In a major update for the patent circle (and of course Pharma industry), reportedly, Lee Pharma, a Hyderabad based Indian pharma company, which had filed a Compulsory Licensing (CL) Application on June 29, 2015, in India, against one of the patented drug Saxagliptin of AstraZeneca (used for treating Diabetes Mellitus), has failed to make out prima facie case for the same. Cognizance of the same has already been taken by Economic times and SpicyIP. This is the second blog written on the CL filed by Lee Pharma by IIPRD, an earlier blog which discusses patent details, grounds of application can be accessed directly by clicking here.

This development has to be recognized as a major one because application by Lee Pharma is the third instance of applying for Compulsory Licensing in India and of the earlier two, one was accepted and the other was rejected. Of course, this development is also important when Pharma and Patent world wants to see how India is responding to US pressure on amending the patent laws.

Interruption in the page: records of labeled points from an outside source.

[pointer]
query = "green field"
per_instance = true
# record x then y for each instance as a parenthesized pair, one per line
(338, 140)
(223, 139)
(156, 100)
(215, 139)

It is noteworthy that Controller has not refused CL application for Lee Pharma, rather he has only notified Lee Pharma that it has not made out the prima facie case for the order under section 84. The controller was required to do so by Rule 97 (1). Further according to rule 97 (1), Lee pharma has one month from the date of notification to request for the hearing, if it wants to proceed with the application and if the request for a hearing is not made, the controller shall refuse the application. According to Rule 97 (2), if a request for a hearing is made within 1 month from the relevant notification, the Controller shall, after giving the applicant an opportunity of being heard, determine whether the application may be proceeded with or whether it shall be refused.

Though, Economic times claims to have seen the copy of notification given to Lee Pharma by the controller, and also claims that the controller has found Lee Pharma’s proposed selling price several times the import cost and only marginally below that of AstraZeneca, and the controller has also stated that manufacture in India is not a necessary precondition to establish working in India according to the relevant section. It is expected that Lee Pharma will likely exercise the provision for hearing available to it.

So here we are, all eyes on you now, Lee Pharma, the clock is already ticking.

Once the final decision regarding the CL application is issued and made public, we will be back here for a detailed discussion on the same, as this is something we just can’t afford to miss, right?